Bazı dostları, buna rağmen konuyu yetkililere duyurdular, adam tutuklandı. Durumu haber alan İmam Buhârî, yetkililere ricada bulunarak borçlusuna kötü davranılmamasını istedi ve onunla bir anlaşma yaptı. Anlaşma şöyleydi:

Borçlusu bundan böyle kendisine, borcuna karşılık her yıl on dirhem ödeyecekti!

GÖLGELİK EMRETMİŞTİM!

Dokuzuncu Osmanlı hükümdarı Yavuz Sultan Selim 1470’te Amasya’da doğdu. 1512’de 42 yaşında iken tahta geçerek, 1514’te Şah İsmail’i mağlup etti.

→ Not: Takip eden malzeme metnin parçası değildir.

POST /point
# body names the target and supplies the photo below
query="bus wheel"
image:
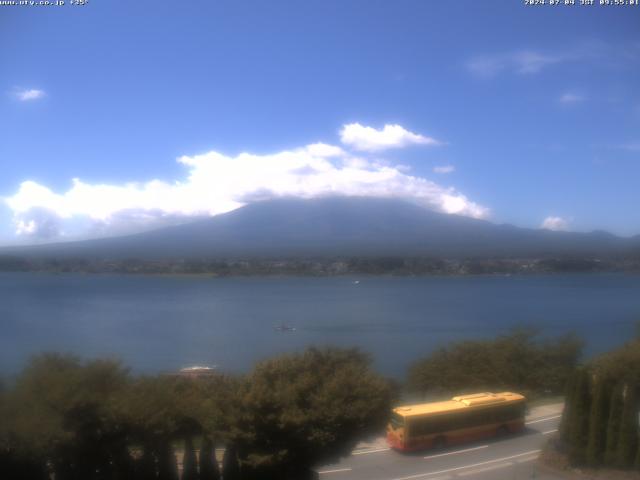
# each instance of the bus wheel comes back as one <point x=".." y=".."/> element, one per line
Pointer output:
<point x="439" y="443"/>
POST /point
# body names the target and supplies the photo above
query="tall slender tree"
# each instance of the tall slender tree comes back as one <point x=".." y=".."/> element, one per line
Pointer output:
<point x="189" y="461"/>
<point x="567" y="414"/>
<point x="598" y="422"/>
<point x="230" y="465"/>
<point x="628" y="436"/>
<point x="208" y="463"/>
<point x="613" y="425"/>
<point x="579" y="429"/>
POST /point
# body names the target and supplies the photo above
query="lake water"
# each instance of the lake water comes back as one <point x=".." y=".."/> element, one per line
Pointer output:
<point x="164" y="323"/>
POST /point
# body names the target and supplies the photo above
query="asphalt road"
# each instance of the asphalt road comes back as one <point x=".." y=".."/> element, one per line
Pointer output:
<point x="511" y="458"/>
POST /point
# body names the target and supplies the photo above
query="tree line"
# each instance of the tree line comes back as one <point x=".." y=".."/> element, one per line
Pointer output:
<point x="601" y="423"/>
<point x="94" y="420"/>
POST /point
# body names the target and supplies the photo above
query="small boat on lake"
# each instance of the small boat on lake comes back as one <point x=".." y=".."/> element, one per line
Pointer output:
<point x="283" y="327"/>
<point x="197" y="371"/>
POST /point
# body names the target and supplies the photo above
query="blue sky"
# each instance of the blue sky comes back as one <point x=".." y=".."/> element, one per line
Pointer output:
<point x="164" y="111"/>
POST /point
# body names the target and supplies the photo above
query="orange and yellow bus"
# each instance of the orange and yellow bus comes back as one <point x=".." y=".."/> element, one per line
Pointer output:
<point x="462" y="419"/>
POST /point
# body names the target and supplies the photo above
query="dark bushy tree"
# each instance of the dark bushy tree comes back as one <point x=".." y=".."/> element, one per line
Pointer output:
<point x="308" y="408"/>
<point x="517" y="361"/>
<point x="64" y="411"/>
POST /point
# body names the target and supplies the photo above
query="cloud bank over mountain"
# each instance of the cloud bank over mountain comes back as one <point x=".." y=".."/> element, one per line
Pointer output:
<point x="216" y="183"/>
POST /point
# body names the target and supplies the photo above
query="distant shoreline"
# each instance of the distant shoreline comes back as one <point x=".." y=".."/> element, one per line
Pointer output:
<point x="323" y="267"/>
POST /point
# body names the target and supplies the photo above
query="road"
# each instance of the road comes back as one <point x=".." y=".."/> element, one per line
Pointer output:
<point x="511" y="458"/>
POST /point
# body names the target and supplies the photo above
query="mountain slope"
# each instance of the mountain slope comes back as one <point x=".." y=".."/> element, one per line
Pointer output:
<point x="338" y="226"/>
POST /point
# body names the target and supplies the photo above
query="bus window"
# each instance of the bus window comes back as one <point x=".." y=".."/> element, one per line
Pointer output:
<point x="397" y="421"/>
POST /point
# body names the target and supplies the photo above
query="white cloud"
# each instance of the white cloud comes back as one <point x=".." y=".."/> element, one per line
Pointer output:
<point x="216" y="183"/>
<point x="522" y="62"/>
<point x="555" y="223"/>
<point x="571" y="98"/>
<point x="631" y="147"/>
<point x="369" y="139"/>
<point x="444" y="169"/>
<point x="25" y="95"/>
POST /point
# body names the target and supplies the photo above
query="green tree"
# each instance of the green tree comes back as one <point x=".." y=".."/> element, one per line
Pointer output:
<point x="628" y="436"/>
<point x="579" y="428"/>
<point x="189" y="461"/>
<point x="598" y="423"/>
<point x="567" y="414"/>
<point x="63" y="410"/>
<point x="230" y="466"/>
<point x="208" y="463"/>
<point x="517" y="361"/>
<point x="613" y="425"/>
<point x="307" y="408"/>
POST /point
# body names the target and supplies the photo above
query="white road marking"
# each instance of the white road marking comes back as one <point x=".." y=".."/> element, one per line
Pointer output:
<point x="542" y="419"/>
<point x="371" y="451"/>
<point x="457" y="451"/>
<point x="334" y="471"/>
<point x="525" y="460"/>
<point x="428" y="474"/>
<point x="485" y="469"/>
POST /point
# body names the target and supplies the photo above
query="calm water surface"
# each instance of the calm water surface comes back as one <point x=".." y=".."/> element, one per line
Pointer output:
<point x="164" y="323"/>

Bu savaşla Anadolu’nun doğusu Osmanlı topraklarına katıldı. 1516’daki Mercidâbık Savaşı sonunda ise, Anadolu’nun güneydoğusu ile Şam dâhil olmak üzere bütün Suriye toprakları Osmanlı’nın eline geçti. Daha sonra Kudüs’ü fethederek çölü geçen Sultan I. Selim, Ridaniye zaferiyle Mısır’ı Osmanlı ülkesine kattı. Mekke şerifinin gönderdiği heyeti kabul ederek, «Hâdimü’l-Haremeyni’ş-Şerîfeyn» unvanını aldı. Bu büyük Osmanlı hükümdarı sekiz yıl süren kısa hükümdarlığının ardından 22 Eylül 1520’de vefat etti.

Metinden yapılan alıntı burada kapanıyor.